Virology / Serology - Hepatitis
- DHHS Hepatitis Serology Form #3722 (PDF, 208 KB)
- Packing Instructions Using Outer Baggie (PDF, 4.6 MB)
Hepatitis B serologies are available on a limited basis for diagnosis of acute and chronic disease, for monitoring the course of disease and the effectiveness of therapy, and for screening select patient populations. Hepatitis A IgM testing is available on a limited basis for the diagnosis of acute disease.

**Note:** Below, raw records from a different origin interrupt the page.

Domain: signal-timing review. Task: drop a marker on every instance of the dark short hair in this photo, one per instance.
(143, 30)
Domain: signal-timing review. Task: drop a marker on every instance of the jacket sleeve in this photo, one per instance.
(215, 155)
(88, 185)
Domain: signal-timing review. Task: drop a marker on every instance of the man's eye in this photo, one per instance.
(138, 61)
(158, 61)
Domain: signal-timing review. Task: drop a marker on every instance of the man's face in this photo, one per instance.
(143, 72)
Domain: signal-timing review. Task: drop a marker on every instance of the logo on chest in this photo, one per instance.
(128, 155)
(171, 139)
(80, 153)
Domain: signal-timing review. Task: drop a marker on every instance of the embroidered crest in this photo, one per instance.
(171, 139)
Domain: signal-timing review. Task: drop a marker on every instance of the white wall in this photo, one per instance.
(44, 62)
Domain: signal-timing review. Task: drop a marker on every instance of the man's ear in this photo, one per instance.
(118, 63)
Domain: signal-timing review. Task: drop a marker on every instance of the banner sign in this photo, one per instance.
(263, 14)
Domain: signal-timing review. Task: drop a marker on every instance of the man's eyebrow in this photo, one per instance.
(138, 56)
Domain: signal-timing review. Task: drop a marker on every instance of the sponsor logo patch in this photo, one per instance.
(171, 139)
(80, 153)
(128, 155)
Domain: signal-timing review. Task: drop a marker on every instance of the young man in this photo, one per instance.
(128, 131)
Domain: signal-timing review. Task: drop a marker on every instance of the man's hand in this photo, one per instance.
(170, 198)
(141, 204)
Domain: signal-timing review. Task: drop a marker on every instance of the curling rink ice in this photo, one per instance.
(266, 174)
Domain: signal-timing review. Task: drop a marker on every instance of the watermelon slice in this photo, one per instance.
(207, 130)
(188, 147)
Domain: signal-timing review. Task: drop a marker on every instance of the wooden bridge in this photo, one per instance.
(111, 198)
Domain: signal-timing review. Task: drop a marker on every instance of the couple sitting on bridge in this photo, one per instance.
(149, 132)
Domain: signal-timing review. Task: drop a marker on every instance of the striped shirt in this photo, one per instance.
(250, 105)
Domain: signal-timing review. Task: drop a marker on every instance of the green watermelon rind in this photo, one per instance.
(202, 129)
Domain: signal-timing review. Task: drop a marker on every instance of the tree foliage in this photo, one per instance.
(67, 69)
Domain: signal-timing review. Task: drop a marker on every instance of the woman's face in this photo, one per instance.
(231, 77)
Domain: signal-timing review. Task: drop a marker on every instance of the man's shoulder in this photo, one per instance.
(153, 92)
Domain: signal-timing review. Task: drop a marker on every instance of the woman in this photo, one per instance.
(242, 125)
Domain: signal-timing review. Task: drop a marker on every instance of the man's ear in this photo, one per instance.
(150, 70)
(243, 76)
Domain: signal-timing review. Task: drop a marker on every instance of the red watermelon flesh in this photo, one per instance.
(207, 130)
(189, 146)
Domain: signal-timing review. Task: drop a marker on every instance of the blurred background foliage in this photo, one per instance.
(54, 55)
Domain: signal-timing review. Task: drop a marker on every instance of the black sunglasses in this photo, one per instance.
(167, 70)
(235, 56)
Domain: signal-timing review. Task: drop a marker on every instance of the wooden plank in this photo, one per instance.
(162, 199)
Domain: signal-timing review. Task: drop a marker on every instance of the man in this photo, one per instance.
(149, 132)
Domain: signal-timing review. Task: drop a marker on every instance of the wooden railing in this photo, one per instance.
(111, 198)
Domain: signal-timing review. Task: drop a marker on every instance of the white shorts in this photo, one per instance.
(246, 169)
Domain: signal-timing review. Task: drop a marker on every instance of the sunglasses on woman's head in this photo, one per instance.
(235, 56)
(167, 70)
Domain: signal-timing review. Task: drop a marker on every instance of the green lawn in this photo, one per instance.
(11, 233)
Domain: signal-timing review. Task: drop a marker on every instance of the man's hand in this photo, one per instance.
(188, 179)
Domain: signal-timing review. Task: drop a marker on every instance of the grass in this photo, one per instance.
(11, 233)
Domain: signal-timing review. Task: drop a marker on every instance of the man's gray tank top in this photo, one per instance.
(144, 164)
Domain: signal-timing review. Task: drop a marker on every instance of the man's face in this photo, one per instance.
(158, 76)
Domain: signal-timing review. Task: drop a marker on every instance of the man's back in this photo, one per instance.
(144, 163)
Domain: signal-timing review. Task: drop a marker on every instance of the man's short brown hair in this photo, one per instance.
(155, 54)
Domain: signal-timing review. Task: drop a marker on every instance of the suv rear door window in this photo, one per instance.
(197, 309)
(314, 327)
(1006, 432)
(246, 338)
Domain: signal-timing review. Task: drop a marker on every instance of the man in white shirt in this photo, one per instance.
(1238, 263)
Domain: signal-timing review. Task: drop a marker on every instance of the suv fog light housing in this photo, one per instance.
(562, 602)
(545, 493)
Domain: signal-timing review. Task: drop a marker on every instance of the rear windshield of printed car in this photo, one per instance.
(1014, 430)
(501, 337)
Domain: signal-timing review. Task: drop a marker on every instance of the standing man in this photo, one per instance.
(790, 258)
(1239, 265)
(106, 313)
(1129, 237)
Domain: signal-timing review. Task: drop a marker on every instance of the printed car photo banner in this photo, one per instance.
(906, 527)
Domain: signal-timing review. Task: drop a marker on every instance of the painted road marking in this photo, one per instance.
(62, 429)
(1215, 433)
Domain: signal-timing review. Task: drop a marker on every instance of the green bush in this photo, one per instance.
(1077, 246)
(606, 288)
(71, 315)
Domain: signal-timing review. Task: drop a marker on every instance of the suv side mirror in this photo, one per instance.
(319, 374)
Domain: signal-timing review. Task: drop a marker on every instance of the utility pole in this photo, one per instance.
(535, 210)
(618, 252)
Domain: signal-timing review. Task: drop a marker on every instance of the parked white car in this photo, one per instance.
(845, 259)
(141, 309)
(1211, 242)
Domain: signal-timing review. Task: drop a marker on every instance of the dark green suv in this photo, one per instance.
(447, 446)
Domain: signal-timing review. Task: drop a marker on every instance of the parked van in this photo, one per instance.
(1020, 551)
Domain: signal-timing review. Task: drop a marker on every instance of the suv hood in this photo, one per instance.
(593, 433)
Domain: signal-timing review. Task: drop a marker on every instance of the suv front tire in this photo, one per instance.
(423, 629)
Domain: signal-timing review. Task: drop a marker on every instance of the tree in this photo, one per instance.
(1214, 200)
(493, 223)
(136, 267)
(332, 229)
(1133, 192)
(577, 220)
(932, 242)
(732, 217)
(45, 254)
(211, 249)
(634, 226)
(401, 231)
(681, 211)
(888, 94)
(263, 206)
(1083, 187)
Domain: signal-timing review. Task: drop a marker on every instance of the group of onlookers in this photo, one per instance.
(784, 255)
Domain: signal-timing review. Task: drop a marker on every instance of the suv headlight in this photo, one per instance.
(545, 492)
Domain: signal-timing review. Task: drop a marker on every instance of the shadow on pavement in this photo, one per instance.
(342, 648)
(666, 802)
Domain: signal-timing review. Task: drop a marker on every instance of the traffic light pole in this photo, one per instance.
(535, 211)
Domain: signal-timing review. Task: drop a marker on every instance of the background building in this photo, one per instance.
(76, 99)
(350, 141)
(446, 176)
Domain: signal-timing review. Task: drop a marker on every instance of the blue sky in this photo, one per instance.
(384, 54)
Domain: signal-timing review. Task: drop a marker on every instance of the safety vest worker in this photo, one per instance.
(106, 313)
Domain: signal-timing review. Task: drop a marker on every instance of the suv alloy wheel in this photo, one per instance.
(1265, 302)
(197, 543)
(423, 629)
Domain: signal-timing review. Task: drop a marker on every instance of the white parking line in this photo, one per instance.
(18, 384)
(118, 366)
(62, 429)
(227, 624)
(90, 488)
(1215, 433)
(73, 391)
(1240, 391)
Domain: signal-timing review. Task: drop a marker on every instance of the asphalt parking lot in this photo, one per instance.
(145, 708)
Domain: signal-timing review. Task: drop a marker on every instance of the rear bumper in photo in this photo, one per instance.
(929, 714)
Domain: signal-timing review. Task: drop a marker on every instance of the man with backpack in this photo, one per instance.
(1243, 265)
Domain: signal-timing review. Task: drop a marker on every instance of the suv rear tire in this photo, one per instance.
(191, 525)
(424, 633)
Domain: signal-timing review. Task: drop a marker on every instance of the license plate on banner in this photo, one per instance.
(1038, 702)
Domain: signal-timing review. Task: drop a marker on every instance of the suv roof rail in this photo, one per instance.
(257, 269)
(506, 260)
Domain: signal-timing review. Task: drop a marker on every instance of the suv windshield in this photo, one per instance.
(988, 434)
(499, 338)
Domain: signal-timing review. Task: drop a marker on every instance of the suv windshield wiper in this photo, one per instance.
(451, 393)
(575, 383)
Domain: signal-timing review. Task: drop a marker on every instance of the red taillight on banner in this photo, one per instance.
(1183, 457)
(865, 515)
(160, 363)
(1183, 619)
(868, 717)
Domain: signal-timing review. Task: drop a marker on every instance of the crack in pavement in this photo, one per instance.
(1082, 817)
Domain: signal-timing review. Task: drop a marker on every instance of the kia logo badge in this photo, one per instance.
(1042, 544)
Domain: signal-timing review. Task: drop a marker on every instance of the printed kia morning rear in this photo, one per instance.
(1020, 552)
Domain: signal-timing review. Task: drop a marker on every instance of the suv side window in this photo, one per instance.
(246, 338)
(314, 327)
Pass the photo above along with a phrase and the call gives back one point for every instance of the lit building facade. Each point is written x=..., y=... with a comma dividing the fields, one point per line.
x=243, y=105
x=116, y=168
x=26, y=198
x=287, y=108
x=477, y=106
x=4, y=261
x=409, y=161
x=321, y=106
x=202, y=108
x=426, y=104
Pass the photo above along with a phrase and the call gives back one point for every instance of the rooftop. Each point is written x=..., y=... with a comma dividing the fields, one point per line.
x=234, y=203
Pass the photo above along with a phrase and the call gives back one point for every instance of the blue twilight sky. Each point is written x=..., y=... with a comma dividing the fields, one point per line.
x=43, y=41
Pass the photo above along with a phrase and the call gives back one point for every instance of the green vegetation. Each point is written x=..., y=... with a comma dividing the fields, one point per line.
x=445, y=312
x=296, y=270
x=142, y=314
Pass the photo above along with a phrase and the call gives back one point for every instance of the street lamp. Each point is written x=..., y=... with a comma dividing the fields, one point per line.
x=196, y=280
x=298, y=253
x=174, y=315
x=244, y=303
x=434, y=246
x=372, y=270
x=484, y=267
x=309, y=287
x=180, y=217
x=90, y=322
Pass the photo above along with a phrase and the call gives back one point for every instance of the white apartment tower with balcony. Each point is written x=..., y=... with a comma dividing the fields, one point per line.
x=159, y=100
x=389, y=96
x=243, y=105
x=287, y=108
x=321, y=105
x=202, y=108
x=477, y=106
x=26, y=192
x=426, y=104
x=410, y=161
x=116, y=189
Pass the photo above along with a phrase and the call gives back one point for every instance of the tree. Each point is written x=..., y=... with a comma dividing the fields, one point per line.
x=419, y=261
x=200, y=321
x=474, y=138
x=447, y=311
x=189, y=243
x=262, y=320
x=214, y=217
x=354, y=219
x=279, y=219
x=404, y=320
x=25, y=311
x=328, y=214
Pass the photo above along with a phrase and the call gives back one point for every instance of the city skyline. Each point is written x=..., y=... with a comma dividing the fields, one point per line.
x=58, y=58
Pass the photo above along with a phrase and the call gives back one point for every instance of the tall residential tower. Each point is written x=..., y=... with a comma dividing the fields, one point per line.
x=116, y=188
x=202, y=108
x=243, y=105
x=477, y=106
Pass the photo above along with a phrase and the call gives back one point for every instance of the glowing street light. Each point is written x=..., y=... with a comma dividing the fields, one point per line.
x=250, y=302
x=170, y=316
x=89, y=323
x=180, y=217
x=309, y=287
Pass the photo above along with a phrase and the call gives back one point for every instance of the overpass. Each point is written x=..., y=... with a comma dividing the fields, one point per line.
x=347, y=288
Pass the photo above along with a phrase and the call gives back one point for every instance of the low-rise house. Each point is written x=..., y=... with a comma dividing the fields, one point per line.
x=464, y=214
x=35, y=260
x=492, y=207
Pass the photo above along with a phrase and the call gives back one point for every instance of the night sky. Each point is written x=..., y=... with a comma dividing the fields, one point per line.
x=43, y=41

Three types of testing panels are available: diagnostic, screening, and monitoring.
Specimen Acceptance Policy
Serologic testing for hepatitis infection is available only to patients who are seen in local health departments and state-operated health care facilities. Only serum may be submitted for serologic testing. Specimens submitted to the Virology/Serology Unit must be accompanied by a fully completed submission DHHS Hepatitis Serology Form #3722 (PDF, 208 KB). Failure to supply the requested patient information may result in significantly delayed specimen testing.
Specimens submitted for testing that are not labeled with the correct patient identification information will not be tested. Specimens which, for any reason, are deemed unsuitable or inappropriate for serologic testing will not be tested. Rejected specimens will be properly stored for ten days pending verbal and/or written notification of the submitter. Unless alternate arrangements are initiated by the submitter upon notification of specimen rejection, the specimen will be discarded at the end of the holding period.
Specimen Collection
A full 3 mL of serum should be submitted for hepatitis testing. Aseptically collect whole blood in a red top tube or in a serum separator tube. Let specimen stand 30 minutes to ensure complete clotting of the blood. Centrifuge for 5-10 minutes at 1,000-1,500 x g. Transfer serum to a well constructed plastic screw capped vial with threads on the outside. Serum transport tubes should not be overfilled past the 3.0 mL line in the tubes. Excessively hemolyzed, grossly contaminated, or extremely lipemic sera are unacceptable for hepatitis assays. Specimens that are not acceptable for testing will be reported as UNSATISFACTORY.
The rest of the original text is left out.